Я вдруг подумал, что моя Марьюшка уже дней с двадцать почти не ест, а если и клюнет по-воробьиному кроху, то сразу жалобится, де, пожадничала и желудку тоскно. Прежде она неустанно бродила по квартире, слонялась из угла в угол, шаркая выступками, будто привидение, говорила, де, старому человеку сидеть нельзя, надо ходить, но вот теперь легла бревном, плотно, без всякой попытки встать, будто так и лежала всегда...

Я присмотрелся к Марьюшке. За эти дни она вся истончала и стала как тень. Скулы на лице вылупились наружу, как речные камни-голыши, едва не протыкая коричневую ссохшуюся кожу, виски провалились, и белесые волосенки над ушами были похожи на плесень, нос заострился клювиком. Я не хотел думать о плохом, отгонял прочь от себя всякие дурные мысли, что мать смертельно больна и я ее вижу последнее время. Надо бы показать врачу, но как вытащить из дому, если мать всегда впоперечку, напротив каждому моему слову, и нет у нее ни малейшего желания путаться с больницами и напрасно переводить деньги на лекарства. Марьюшка постоянно была на ногах. То она мечтала однажды споткнуться на ходу и сразу умереть, то уверяла меня, что обязательно доживет до тех дней, когда появится внук, и она еще понянькает его. Разброд ее желаний вселился и в меня, и всякое недомогание Марьюшки я полагал за каприз иль за временное расстройство здоровья, что часто настигает и молодых. Думал, вот поваляется в постели, попьет чайку с малиновым вареньем, отлежится и снова воспрянет, станет, как новая копейка. Я как-то незаметно уверился, что Марьюшка моя вечная и не станет ей переводу... А сейчас, глядя на ее странно съежившуюся, почти детскую головку, принакрытую белым в горошек ситцевым платком, я понял, что Марьюшка умирает и говорит мне правду... Вот нынче Христос рождается, а Марьюшка моя уходит с земли, и этот тягучий ветер со снегом открывает все двери.
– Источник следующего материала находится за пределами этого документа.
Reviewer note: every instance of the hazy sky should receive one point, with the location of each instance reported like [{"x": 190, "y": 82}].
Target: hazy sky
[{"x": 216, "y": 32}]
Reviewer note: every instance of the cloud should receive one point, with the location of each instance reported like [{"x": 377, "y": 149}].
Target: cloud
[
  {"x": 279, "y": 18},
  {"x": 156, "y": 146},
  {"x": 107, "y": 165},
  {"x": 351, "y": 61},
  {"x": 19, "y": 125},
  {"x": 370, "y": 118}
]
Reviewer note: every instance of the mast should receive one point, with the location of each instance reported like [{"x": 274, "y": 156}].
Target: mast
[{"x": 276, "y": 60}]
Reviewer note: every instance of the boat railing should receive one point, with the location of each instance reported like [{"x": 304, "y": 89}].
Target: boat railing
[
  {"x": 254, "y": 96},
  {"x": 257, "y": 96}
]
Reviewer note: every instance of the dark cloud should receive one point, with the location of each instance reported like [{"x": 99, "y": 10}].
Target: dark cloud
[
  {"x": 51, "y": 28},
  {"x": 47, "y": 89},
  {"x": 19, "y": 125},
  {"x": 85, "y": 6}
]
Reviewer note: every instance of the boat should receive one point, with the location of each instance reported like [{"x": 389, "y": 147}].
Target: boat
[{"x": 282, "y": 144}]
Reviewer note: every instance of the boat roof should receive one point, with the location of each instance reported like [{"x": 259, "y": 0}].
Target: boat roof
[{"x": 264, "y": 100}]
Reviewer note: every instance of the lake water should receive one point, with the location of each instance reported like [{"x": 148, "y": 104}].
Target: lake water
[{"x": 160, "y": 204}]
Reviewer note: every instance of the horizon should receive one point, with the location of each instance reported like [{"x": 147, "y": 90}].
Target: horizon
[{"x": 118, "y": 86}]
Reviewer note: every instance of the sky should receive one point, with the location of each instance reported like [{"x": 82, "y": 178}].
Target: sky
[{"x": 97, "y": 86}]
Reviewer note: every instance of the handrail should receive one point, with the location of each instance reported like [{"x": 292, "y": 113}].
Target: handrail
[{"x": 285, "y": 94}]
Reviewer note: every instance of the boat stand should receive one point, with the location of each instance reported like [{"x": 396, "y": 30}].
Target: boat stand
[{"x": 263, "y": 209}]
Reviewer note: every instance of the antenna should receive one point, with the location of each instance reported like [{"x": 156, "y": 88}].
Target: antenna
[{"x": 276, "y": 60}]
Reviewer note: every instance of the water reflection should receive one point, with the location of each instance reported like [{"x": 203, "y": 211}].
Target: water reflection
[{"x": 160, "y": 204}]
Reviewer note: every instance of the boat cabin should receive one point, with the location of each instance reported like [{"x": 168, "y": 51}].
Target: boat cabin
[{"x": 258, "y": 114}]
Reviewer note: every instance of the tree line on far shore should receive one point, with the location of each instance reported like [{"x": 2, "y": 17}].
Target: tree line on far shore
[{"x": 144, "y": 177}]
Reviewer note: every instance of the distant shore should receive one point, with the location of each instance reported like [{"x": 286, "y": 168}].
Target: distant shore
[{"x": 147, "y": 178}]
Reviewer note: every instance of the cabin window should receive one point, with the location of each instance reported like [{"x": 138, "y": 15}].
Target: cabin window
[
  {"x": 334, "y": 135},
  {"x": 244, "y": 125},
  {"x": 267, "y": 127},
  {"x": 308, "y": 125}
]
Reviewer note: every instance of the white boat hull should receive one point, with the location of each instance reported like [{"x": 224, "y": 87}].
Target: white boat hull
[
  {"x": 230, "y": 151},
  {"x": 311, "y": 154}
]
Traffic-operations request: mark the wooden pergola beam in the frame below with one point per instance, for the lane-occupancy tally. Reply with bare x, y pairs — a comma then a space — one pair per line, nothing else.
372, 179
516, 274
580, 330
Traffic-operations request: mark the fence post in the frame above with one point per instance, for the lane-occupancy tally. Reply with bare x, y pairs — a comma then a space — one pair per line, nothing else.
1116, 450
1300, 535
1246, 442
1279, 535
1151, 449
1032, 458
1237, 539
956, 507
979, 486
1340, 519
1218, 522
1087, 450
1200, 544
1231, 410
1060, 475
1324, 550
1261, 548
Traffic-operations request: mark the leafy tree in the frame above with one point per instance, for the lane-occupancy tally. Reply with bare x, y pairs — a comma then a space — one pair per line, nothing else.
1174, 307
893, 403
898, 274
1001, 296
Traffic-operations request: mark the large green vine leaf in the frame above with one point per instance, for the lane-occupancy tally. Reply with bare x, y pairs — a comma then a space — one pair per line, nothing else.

Вдруг Марьюшка попросила жалобно:

– Сынок, прибери мне голову. Не голова, а прямо култышка какая из железа, и все коренье болит.

И только тут до меня дошло, что мать настолько тяжела, что не может и волос расчесать, прибрать себя и по нужде сбродить. Как же я, занятый собою, вдруг пропустил тот момент, когда Марьюшка слегла совсем, а ее ведь можно было спасти, черствый я, черствый, как камень дресва, самонадеянный, самолюбивый гордец, лишь себе потатчик и похвалебщик.